There is a great tendency for people to consider interior design and interior decorating as one and the same. Although the two disciplines are different in certain aspects, many people tend to use the term interior design and interior decorating interchangeably.
Distinctions in Similarity
The truth is, their similarity is also where they exhibit their major differences. It would be useful for both existing homeowners and prospective homeowners to know these differences to enable them to determine whether to engage an interior design consultant or interior decorator based on what they want to do with their houses.
The Aspect of Purpose
Every homeowner always aims to ultimately end up with a beautiful house with equally beautiful interiors. The aspect of beauty, however, is seen differently from the points of view of a decorator and an interior design practitioner. For an interior decorator, his role is simply to dress up or spruce up a building interior with such processes and items like painting, floor covering, fine materials for furniture and fixtures, decors and other decorative pieces. An interior decorator does not involve himself with rigorous activities such as moving and removing walls or planning for installations of services for utility or security. In short, a decorator’s overall aim is to enhance the interior look of the house.
Interior Design Purpose and Scope
On the other hand, interior design practitioners punctuate their design work with intents not only to achieving aesthetics but also space use efficiency, functionality, cost effectiveness and flow. They make sure that their interior design proposal takes into consideration how interior spaces are allocated, laid out and put to efficient use. Even without cue from client, practitioners of interior design pursue their craft like it is natural for them to work towards creating an efficient, comfortable, functional and a beautiful home.
This is not surprising because the interior designer goes through a rigorous education process that requires the completion of an academic preparation, acquisition of training and passing of a licensure examination before being registered as an interior design practitioner.
Education and Training; Temporary Nature
An interior decorator does not need to complete a formal academic course since the work involved is mainly to whip up a room or space into a desired look or appearance, as in preparing for an occasion such as a wedding or birthday. In such events where the need for space change is short-term or temporary in nature, an interior decorator is the suitable consultant to engage. You may expect that the professional fees that would be charged by the interior decorator would be lesser than what an interior design professional would bill.

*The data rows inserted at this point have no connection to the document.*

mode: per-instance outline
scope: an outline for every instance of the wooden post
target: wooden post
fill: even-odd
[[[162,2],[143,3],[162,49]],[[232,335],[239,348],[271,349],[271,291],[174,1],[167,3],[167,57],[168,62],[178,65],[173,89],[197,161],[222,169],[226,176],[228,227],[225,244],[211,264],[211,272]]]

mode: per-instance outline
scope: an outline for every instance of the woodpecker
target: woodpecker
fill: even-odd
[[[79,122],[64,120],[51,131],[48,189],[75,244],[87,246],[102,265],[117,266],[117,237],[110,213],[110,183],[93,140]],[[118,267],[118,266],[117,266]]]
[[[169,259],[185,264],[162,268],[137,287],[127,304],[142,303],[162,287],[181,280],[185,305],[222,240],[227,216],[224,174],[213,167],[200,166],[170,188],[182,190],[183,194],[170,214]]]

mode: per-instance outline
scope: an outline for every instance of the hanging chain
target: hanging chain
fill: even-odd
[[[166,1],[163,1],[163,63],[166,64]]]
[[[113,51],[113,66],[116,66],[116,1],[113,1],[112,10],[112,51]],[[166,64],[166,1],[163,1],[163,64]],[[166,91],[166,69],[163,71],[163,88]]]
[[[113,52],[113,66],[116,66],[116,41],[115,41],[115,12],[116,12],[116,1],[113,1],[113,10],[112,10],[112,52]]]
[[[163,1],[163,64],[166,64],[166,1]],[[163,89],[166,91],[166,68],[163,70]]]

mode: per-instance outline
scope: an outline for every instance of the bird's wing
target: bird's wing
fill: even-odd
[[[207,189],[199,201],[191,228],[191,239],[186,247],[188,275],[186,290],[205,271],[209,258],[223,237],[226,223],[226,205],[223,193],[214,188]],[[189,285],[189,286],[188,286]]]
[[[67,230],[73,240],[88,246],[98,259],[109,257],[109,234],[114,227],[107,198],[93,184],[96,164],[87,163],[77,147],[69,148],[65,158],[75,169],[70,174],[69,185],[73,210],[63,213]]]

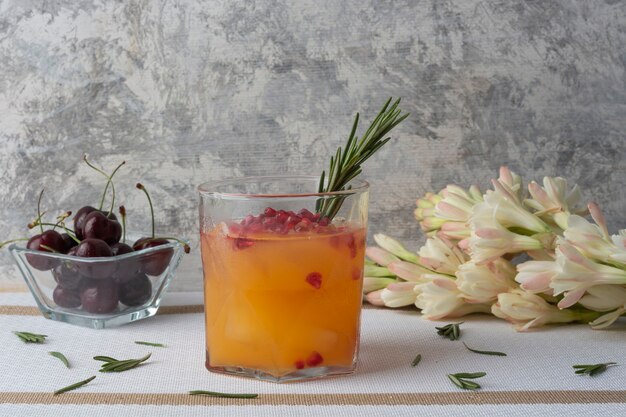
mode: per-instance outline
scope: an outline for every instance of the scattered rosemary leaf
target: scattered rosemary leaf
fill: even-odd
[[[161,343],[141,342],[141,341],[135,341],[135,343],[138,345],[146,345],[146,346],[154,346],[154,347],[162,347],[162,348],[167,347]]]
[[[46,341],[45,334],[36,334],[29,332],[13,332],[17,337],[19,337],[24,343],[44,343]]]
[[[67,386],[67,387],[65,387],[65,388],[58,389],[58,390],[54,391],[54,393],[53,393],[52,395],[63,394],[64,392],[75,390],[76,388],[80,388],[80,387],[82,387],[83,385],[87,385],[88,383],[90,383],[90,382],[91,382],[91,381],[93,381],[94,379],[96,379],[96,376],[95,376],[95,375],[94,375],[94,376],[92,376],[91,378],[87,378],[87,379],[85,379],[84,381],[80,381],[80,382],[77,382],[77,383],[75,383],[75,384],[68,385],[68,386]]]
[[[463,322],[450,323],[443,327],[435,327],[437,334],[443,337],[447,337],[450,340],[458,340],[461,337],[461,328],[459,327]]]
[[[66,368],[70,367],[70,361],[67,360],[67,358],[65,357],[64,354],[62,354],[61,352],[48,352],[49,355],[54,356],[57,359],[60,359],[61,362],[63,362],[65,364]]]
[[[479,389],[480,385],[474,381],[467,381],[468,379],[476,379],[482,378],[487,375],[485,372],[473,372],[473,373],[458,373],[458,374],[448,374],[448,379],[452,381],[454,385],[462,389],[475,390]]]
[[[574,372],[575,374],[594,376],[601,374],[602,372],[606,371],[606,368],[616,364],[617,363],[615,362],[606,362],[597,363],[595,365],[574,365],[572,368],[576,369],[576,371]]]
[[[219,398],[256,398],[259,396],[259,394],[228,394],[224,392],[202,391],[202,390],[189,391],[189,395],[207,395],[209,397],[219,397]]]
[[[124,372],[139,366],[142,362],[147,361],[151,355],[152,353],[148,353],[143,358],[126,359],[123,361],[118,361],[117,359],[110,358],[108,356],[94,356],[94,359],[105,362],[100,367],[100,372]]]
[[[420,363],[420,361],[422,360],[422,355],[418,354],[415,359],[413,359],[413,362],[411,362],[411,366],[415,367],[417,366],[418,363]]]
[[[469,350],[470,352],[479,353],[481,355],[506,356],[506,353],[504,352],[494,352],[491,350],[472,349],[471,347],[467,346],[465,342],[462,342],[462,343],[463,343],[463,346],[465,346],[465,348],[467,348],[467,350]]]

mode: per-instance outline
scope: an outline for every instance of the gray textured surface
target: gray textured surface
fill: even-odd
[[[195,237],[195,185],[318,173],[388,96],[412,116],[368,163],[372,231],[417,241],[418,195],[503,163],[579,183],[626,227],[624,1],[15,0],[0,2],[0,236],[23,234],[44,186],[48,208],[94,203],[88,152],[127,161],[134,229],[141,180],[158,228]],[[195,249],[178,289],[200,288]]]

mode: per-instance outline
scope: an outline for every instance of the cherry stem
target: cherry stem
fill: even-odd
[[[107,179],[107,183],[104,186],[104,191],[102,192],[102,198],[100,199],[100,206],[98,207],[98,210],[102,210],[102,206],[104,205],[104,199],[106,198],[107,191],[109,190],[109,185],[111,185],[111,192],[112,192],[112,195],[111,195],[111,208],[109,209],[109,213],[108,213],[110,215],[113,212],[113,206],[115,205],[115,185],[113,184],[113,176],[115,175],[117,170],[120,169],[121,166],[126,163],[126,161],[122,161],[122,163],[119,164],[113,170],[113,173],[111,173],[111,175],[109,175],[106,172],[104,172],[103,170],[101,170],[100,168],[98,168],[95,165],[93,165],[91,162],[89,162],[89,160],[87,159],[87,155],[83,155],[83,160],[85,161],[85,163],[90,168],[92,168],[96,172],[99,172],[100,174],[104,175],[104,177]]]
[[[54,227],[52,228],[52,230],[56,229],[57,226],[59,226],[61,223],[63,223],[65,221],[65,219],[67,219],[68,217],[70,217],[72,215],[71,211],[66,211],[65,213],[61,214],[60,216],[57,217],[57,222],[54,225]],[[63,227],[65,229],[65,227]]]
[[[122,243],[126,243],[126,207],[120,206],[120,216],[122,216]]]
[[[32,229],[33,227],[37,227],[37,225],[39,225],[39,223],[41,223],[41,224],[45,224],[45,225],[47,225],[47,226],[52,226],[52,223],[42,223],[42,222],[41,222],[41,217],[42,217],[44,214],[46,214],[46,212],[45,212],[45,211],[44,211],[43,213],[41,213],[41,215],[40,215],[40,216],[38,216],[35,220],[33,220],[32,222],[28,223],[28,225],[27,225],[27,226],[28,226],[28,228],[29,228],[29,229]]]
[[[41,197],[43,197],[43,190],[39,193],[39,199],[37,200],[37,221],[39,222],[39,227],[41,228],[41,233],[43,233],[43,224],[39,221],[41,220]]]
[[[29,228],[29,229],[32,229],[33,227],[37,227],[37,226],[39,226],[40,224],[43,224],[44,226],[60,226],[60,225],[61,225],[61,223],[46,223],[46,222],[39,223],[39,222],[32,222],[32,223],[28,223],[28,228]],[[72,229],[68,229],[68,228],[66,228],[66,227],[63,227],[63,229],[64,229],[66,232],[71,232],[72,234],[76,234],[76,232],[75,232],[74,230],[72,230]]]
[[[39,245],[39,247],[40,247],[40,248],[44,248],[44,249],[46,249],[46,250],[48,250],[48,251],[50,251],[50,252],[52,252],[52,253],[59,253],[58,251],[56,251],[56,250],[52,249],[52,248],[51,248],[50,246],[48,246],[48,245]]]
[[[0,248],[4,247],[5,245],[8,245],[9,243],[20,242],[22,240],[30,240],[30,238],[28,238],[28,237],[19,237],[17,239],[5,240],[4,242],[0,242]]]
[[[148,204],[150,205],[150,216],[152,217],[152,239],[154,239],[154,208],[152,207],[152,199],[150,198],[150,194],[148,194],[148,190],[141,183],[137,183],[137,188],[144,192],[146,197],[148,197]]]
[[[68,229],[67,227],[65,227],[65,222],[61,222],[61,227],[63,228],[63,230],[65,230],[65,233],[67,233],[67,235],[76,243],[78,243],[80,245],[80,240],[78,240],[78,238],[76,236],[74,236],[73,233],[70,232],[70,229]],[[72,231],[73,232],[73,231]]]

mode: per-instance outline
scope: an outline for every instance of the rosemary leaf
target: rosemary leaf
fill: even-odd
[[[202,391],[202,390],[189,391],[189,395],[206,395],[209,397],[219,397],[219,398],[256,398],[259,396],[259,394],[228,394],[224,392]]]
[[[594,376],[603,373],[609,366],[616,364],[616,362],[606,362],[595,365],[574,365],[572,368],[577,369],[574,371],[575,374]]]
[[[117,359],[112,358],[110,356],[94,356],[93,358],[97,361],[102,361],[102,362],[117,362]]]
[[[435,327],[437,334],[443,337],[447,337],[450,340],[459,340],[461,337],[461,328],[459,327],[463,322],[450,323],[442,327]]]
[[[467,344],[465,342],[462,342],[462,343],[463,343],[463,346],[465,346],[465,348],[467,350],[469,350],[470,352],[479,353],[481,355],[506,356],[506,353],[504,353],[504,352],[494,352],[494,351],[490,351],[490,350],[472,349],[471,347],[467,346]]]
[[[128,371],[129,369],[136,368],[142,362],[147,361],[150,358],[151,355],[152,355],[152,353],[148,353],[143,358],[126,359],[126,360],[123,360],[123,361],[118,361],[116,359],[109,358],[107,356],[95,356],[94,359],[99,358],[99,359],[96,359],[96,360],[101,360],[101,361],[105,362],[100,367],[100,372],[124,372],[124,371]],[[111,361],[109,359],[113,359],[113,360]]]
[[[422,355],[418,354],[415,359],[413,359],[413,362],[411,362],[411,366],[416,367],[418,363],[420,363],[420,361],[422,360]]]
[[[467,389],[467,390],[475,390],[475,389],[479,389],[480,385],[474,381],[466,381],[466,380],[482,378],[485,375],[487,375],[485,372],[473,372],[473,373],[462,372],[458,374],[448,374],[448,379],[452,381],[452,383],[459,388]]]
[[[49,355],[54,356],[55,358],[59,359],[61,362],[63,362],[63,364],[65,364],[66,368],[70,367],[70,361],[67,360],[67,358],[65,357],[64,354],[62,354],[61,352],[48,352]]]
[[[162,348],[167,347],[161,343],[141,342],[141,341],[135,341],[135,343],[138,345],[146,345],[146,346],[154,346],[154,347],[162,347]]]
[[[328,175],[326,170],[322,171],[318,187],[320,193],[350,189],[348,183],[361,173],[361,165],[391,139],[385,136],[409,116],[402,115],[402,110],[398,108],[400,99],[390,106],[391,100],[387,100],[360,140],[356,136],[359,125],[359,114],[356,114],[346,146],[339,147],[331,156]],[[320,198],[317,201],[317,212],[332,219],[345,198],[345,195]]]
[[[88,383],[90,383],[94,379],[96,379],[95,375],[92,376],[91,378],[85,379],[84,381],[80,381],[80,382],[77,382],[75,384],[68,385],[65,388],[58,389],[58,390],[54,391],[53,395],[63,394],[64,392],[75,390],[76,388],[80,388],[83,385],[87,385]]]
[[[13,332],[17,337],[19,337],[24,343],[44,343],[46,337],[45,334],[36,334],[29,332]]]

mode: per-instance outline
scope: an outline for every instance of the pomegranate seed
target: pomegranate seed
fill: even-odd
[[[302,217],[297,216],[297,215],[294,214],[293,216],[289,216],[287,218],[287,223],[291,223],[291,224],[295,225],[295,224],[300,223],[301,220],[302,220]]]
[[[309,210],[303,208],[302,210],[298,212],[298,216],[308,219],[308,220],[313,220],[314,214],[311,213]]]
[[[313,218],[311,219],[311,221],[317,222],[320,217],[322,217],[321,213],[315,213],[315,215],[313,215]]]
[[[330,237],[330,245],[333,248],[338,248],[341,246],[341,237],[339,236],[331,236]]]
[[[293,230],[295,230],[296,232],[308,232],[309,231],[309,224],[305,223],[304,220],[306,219],[302,219],[303,221],[301,221],[300,223],[296,224],[293,227]]]
[[[328,217],[322,217],[318,223],[320,226],[328,226],[330,224],[330,219]]]
[[[276,220],[276,217],[266,217],[263,219],[263,227],[265,227],[266,230],[272,230],[277,224],[278,220]]]
[[[363,270],[361,268],[354,268],[352,270],[352,279],[358,281],[363,276]]]
[[[296,369],[304,369],[304,361],[303,360],[297,360],[294,362],[294,365],[296,366]]]
[[[248,230],[252,233],[258,233],[263,230],[263,225],[261,223],[252,223],[248,226]]]
[[[241,225],[242,226],[247,226],[249,224],[254,223],[254,219],[255,217],[252,214],[248,214],[246,217],[243,218],[243,220],[241,221]]]
[[[235,239],[235,247],[237,249],[246,249],[254,245],[254,241],[246,239],[245,237],[238,237]]]
[[[288,218],[289,218],[289,215],[285,213],[283,210],[279,211],[278,214],[276,215],[276,220],[279,223],[285,223]]]
[[[265,214],[265,217],[274,217],[277,214],[277,211],[274,210],[271,207],[268,207],[265,209],[265,211],[263,212],[263,214]]]
[[[356,258],[356,242],[354,241],[354,235],[348,235],[348,248],[350,249],[350,257]]]
[[[322,274],[319,272],[311,272],[306,276],[306,282],[316,290],[319,290],[322,287]]]
[[[317,366],[319,364],[321,364],[322,362],[324,362],[324,358],[322,357],[322,355],[319,354],[319,352],[313,352],[309,355],[309,357],[306,359],[306,364],[309,366]]]

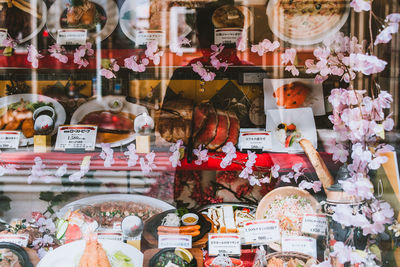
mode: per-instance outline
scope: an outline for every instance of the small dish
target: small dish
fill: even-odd
[[[186,213],[181,220],[184,225],[196,225],[199,221],[199,216],[194,213]]]

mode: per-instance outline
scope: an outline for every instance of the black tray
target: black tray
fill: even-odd
[[[154,256],[150,259],[150,261],[149,261],[149,267],[156,266],[156,262],[157,262],[158,258],[159,258],[162,254],[164,254],[165,252],[174,252],[174,251],[175,251],[175,248],[164,248],[164,249],[160,250],[159,252],[156,253],[156,255],[154,255]],[[196,258],[195,258],[194,256],[193,256],[193,260],[190,262],[190,265],[189,265],[189,266],[191,266],[191,267],[197,267],[197,260],[196,260]]]
[[[158,230],[157,230],[157,228],[158,228],[158,226],[161,225],[162,219],[168,213],[173,213],[175,211],[176,210],[167,210],[167,211],[164,211],[164,212],[159,213],[157,215],[154,215],[153,217],[148,219],[148,221],[145,224],[145,228],[147,229],[147,231],[149,233],[151,233],[155,237],[155,239],[158,240]],[[193,211],[190,211],[190,212],[193,212]],[[199,216],[199,221],[197,222],[197,224],[200,225],[200,234],[198,236],[193,236],[192,237],[192,242],[196,242],[196,241],[200,240],[204,235],[208,234],[211,231],[212,225],[200,213],[198,213],[198,212],[193,212],[193,213],[195,213],[197,216]]]

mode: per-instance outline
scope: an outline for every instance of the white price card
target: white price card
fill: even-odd
[[[0,28],[0,47],[4,47],[3,42],[7,39],[8,31],[7,29]]]
[[[176,265],[175,263],[172,263],[171,261],[169,261],[167,263],[167,265],[165,265],[165,267],[179,267],[179,265]]]
[[[312,235],[326,235],[328,221],[324,214],[304,214],[301,231]]]
[[[18,149],[21,133],[18,131],[0,131],[0,148]]]
[[[266,151],[271,149],[271,132],[253,131],[240,132],[238,147],[242,149],[261,149]]]
[[[192,248],[191,235],[159,235],[158,248]]]
[[[87,40],[86,29],[59,29],[57,30],[57,44],[84,45]]]
[[[96,144],[97,126],[95,125],[64,125],[58,127],[55,150],[83,149],[94,150]]]
[[[317,240],[307,236],[282,237],[282,251],[294,251],[317,257]]]
[[[242,28],[220,28],[214,31],[215,44],[235,44],[242,35]]]
[[[99,231],[97,232],[97,238],[99,240],[115,240],[115,241],[123,241],[122,232],[117,231]]]
[[[209,234],[208,254],[210,256],[240,255],[240,235],[238,234]]]
[[[165,42],[165,31],[161,30],[138,30],[136,31],[136,45],[145,45],[149,42],[156,41],[162,46]]]
[[[9,242],[17,244],[18,246],[26,248],[29,241],[29,235],[19,235],[19,234],[1,234],[0,242]]]
[[[244,223],[246,244],[262,245],[280,239],[279,220],[255,220]]]

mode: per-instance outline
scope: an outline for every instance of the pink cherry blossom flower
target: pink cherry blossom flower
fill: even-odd
[[[49,171],[47,171],[46,165],[40,157],[34,159],[35,164],[32,166],[31,174],[28,176],[28,184],[33,181],[43,181],[45,183],[51,183],[55,180],[55,177],[51,176]]]
[[[178,140],[175,144],[173,144],[169,151],[172,152],[172,155],[169,157],[169,161],[171,162],[172,167],[176,168],[177,166],[181,166],[181,152],[180,149],[184,148],[183,141]]]
[[[300,74],[299,70],[296,68],[295,65],[286,66],[285,70],[292,73],[293,76],[299,76]]]
[[[80,181],[89,172],[89,169],[90,169],[90,160],[88,160],[87,162],[82,161],[79,171],[74,172],[68,177],[69,181],[70,182]]]
[[[279,166],[278,164],[274,164],[274,166],[271,167],[271,175],[274,178],[278,178],[279,177],[279,170],[280,170],[281,166]]]
[[[371,1],[367,0],[353,0],[350,6],[355,12],[369,11],[371,9]]]
[[[343,242],[339,241],[333,245],[333,252],[330,255],[336,257],[341,264],[359,264],[365,262],[365,259],[355,252],[355,248],[346,246]]]
[[[116,78],[117,76],[115,75],[116,72],[118,72],[120,69],[119,65],[117,64],[117,61],[115,59],[110,60],[110,64],[108,68],[106,69],[101,69],[100,74],[101,76],[106,77],[107,79],[112,79]]]
[[[147,43],[145,55],[148,59],[153,61],[154,65],[158,65],[160,64],[161,57],[164,55],[164,51],[158,51],[158,42],[151,41]]]
[[[198,149],[193,149],[193,154],[197,157],[197,160],[194,162],[196,165],[201,165],[203,162],[208,161],[208,150],[202,149],[202,145],[199,145]]]
[[[269,183],[271,182],[271,177],[266,176],[266,177],[260,179],[259,181],[260,181],[260,183],[262,183],[262,184],[269,184]]]
[[[321,186],[322,186],[322,183],[320,181],[314,181],[313,183],[310,183],[306,180],[303,180],[299,184],[299,188],[313,189],[315,193],[318,193],[319,191],[321,191]]]
[[[75,49],[74,53],[74,63],[78,65],[79,68],[86,68],[89,65],[88,57],[94,55],[94,50],[92,49],[92,43],[86,43]]]
[[[216,74],[214,72],[208,71],[204,68],[203,64],[200,61],[192,64],[192,69],[194,72],[200,75],[201,79],[206,82],[214,80]]]
[[[65,55],[67,50],[63,46],[59,44],[53,44],[49,47],[48,51],[51,57],[56,58],[61,63],[65,64],[68,62],[68,57]]]
[[[246,51],[247,48],[247,38],[244,34],[241,34],[236,40],[236,49],[240,52]]]
[[[109,168],[112,164],[115,163],[114,160],[114,150],[111,148],[111,144],[107,143],[101,144],[101,153],[100,158],[104,160],[104,167]]]
[[[284,183],[291,183],[290,179],[293,179],[293,177],[294,177],[294,172],[289,172],[281,176],[281,181]]]
[[[387,15],[385,21],[400,23],[400,13],[392,13]]]
[[[392,118],[387,118],[382,124],[385,131],[391,131],[394,127],[394,120]]]
[[[146,154],[145,158],[140,158],[139,163],[143,174],[150,174],[150,172],[152,172],[152,170],[157,167],[154,164],[155,156],[156,154],[154,152],[150,152]]]
[[[18,42],[17,40],[11,38],[11,36],[7,36],[6,39],[3,40],[3,46],[6,48],[15,48],[17,46]]]
[[[0,165],[0,176],[17,173],[17,168],[19,168],[19,166],[14,164]]]
[[[340,161],[345,163],[347,161],[347,157],[349,156],[349,151],[344,147],[343,144],[337,144],[332,148],[332,159],[334,161]]]
[[[274,41],[272,43],[270,40],[264,39],[262,42],[256,45],[252,45],[251,52],[257,53],[261,57],[267,52],[274,52],[276,49],[279,48],[279,46],[280,43],[278,41]]]
[[[350,54],[350,66],[354,71],[362,72],[365,75],[379,73],[385,69],[386,61],[376,56],[366,54]]]
[[[251,186],[255,185],[261,186],[260,180],[258,180],[257,177],[254,175],[250,175],[248,180]]]
[[[190,40],[184,36],[180,36],[177,42],[174,42],[169,46],[169,49],[172,53],[181,57],[183,55],[182,45],[190,45]]]
[[[361,213],[354,213],[351,206],[338,204],[332,208],[332,219],[342,224],[343,226],[366,227],[370,223],[368,219]]]
[[[237,157],[236,148],[232,142],[228,142],[222,147],[222,152],[225,153],[225,157],[222,159],[220,166],[222,169],[225,169],[231,165],[232,161]]]
[[[149,63],[150,62],[147,58],[143,58],[140,63],[138,63],[138,58],[136,56],[131,56],[124,59],[125,68],[135,72],[144,72]]]
[[[392,40],[392,34],[395,34],[399,31],[398,23],[389,23],[377,36],[374,42],[374,45],[377,44],[386,44]]]
[[[289,63],[294,64],[296,59],[297,51],[295,48],[289,48],[285,50],[285,53],[281,55],[282,64],[288,65]]]
[[[67,168],[68,168],[68,165],[67,165],[67,164],[61,165],[61,166],[57,169],[57,171],[56,171],[56,173],[55,173],[55,176],[58,177],[58,178],[63,177],[63,176],[67,173]]]
[[[43,55],[39,54],[38,50],[36,47],[33,45],[28,46],[28,58],[27,60],[32,63],[33,68],[38,68],[39,67],[39,59],[43,58]]]
[[[130,144],[127,148],[128,151],[125,151],[124,155],[128,157],[128,167],[136,166],[139,159],[139,156],[136,154],[136,146],[135,144]]]
[[[313,264],[311,267],[332,267],[332,264],[329,260],[326,260],[319,264]]]

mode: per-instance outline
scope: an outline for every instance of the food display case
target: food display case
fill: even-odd
[[[399,23],[0,0],[0,266],[398,266]]]

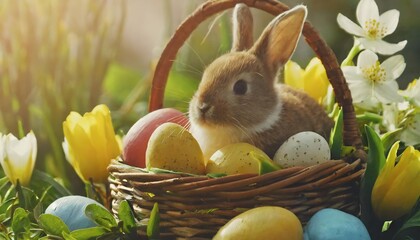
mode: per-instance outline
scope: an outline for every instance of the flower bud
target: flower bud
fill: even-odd
[[[313,58],[305,70],[293,61],[287,62],[284,66],[284,82],[303,90],[319,103],[327,95],[330,84],[324,65],[318,58]]]
[[[108,107],[98,105],[83,116],[71,112],[63,130],[66,158],[79,177],[85,182],[105,183],[109,163],[121,153]]]
[[[373,211],[384,221],[409,213],[420,197],[420,152],[407,147],[395,165],[398,147],[392,146],[372,190]]]
[[[18,180],[22,186],[29,185],[37,150],[37,141],[32,131],[20,140],[11,133],[0,133],[0,163],[13,185]]]

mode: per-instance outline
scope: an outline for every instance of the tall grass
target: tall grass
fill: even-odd
[[[125,1],[0,0],[0,131],[33,129],[37,166],[66,183],[62,122],[98,104],[122,35]],[[48,150],[47,150],[48,149]]]

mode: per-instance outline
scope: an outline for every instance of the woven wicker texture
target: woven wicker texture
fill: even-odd
[[[302,223],[326,207],[357,214],[357,180],[363,173],[360,160],[221,178],[153,174],[117,161],[109,171],[113,209],[130,199],[136,212],[147,216],[158,202],[165,237],[211,237],[229,219],[256,206],[286,207]]]
[[[274,0],[215,0],[198,7],[176,30],[162,52],[153,78],[149,110],[162,107],[164,89],[176,54],[194,29],[212,15],[237,3],[278,15],[288,7]],[[343,107],[345,145],[363,155],[350,91],[338,61],[308,22],[303,35],[321,59]],[[109,166],[113,211],[128,199],[140,217],[148,217],[159,203],[162,238],[208,239],[232,217],[256,206],[281,206],[294,212],[302,223],[318,210],[331,207],[358,214],[359,180],[364,172],[357,157],[332,160],[312,167],[292,167],[261,176],[238,174],[220,178],[151,173],[121,161]],[[142,229],[139,235],[144,236]]]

When the need for change in the interior goes beyond aesthetics, requiring consideration and analysis of space and processes for efficiency, functionality, ease of movement and flow, the proper person to engage is the interior design professional. Having worked with other trade consultants such as the architect, the engineers and the contractor, the interior design practitioner possesses the competence to recommend what needs to be done for you – the owner, to achieve what you want of your interior, even if it means moving or removing existing walls or columns. Consequently, expect that your interior design specialist to be charging a higher fee. But what is a little higher fee when it is equally valued in service?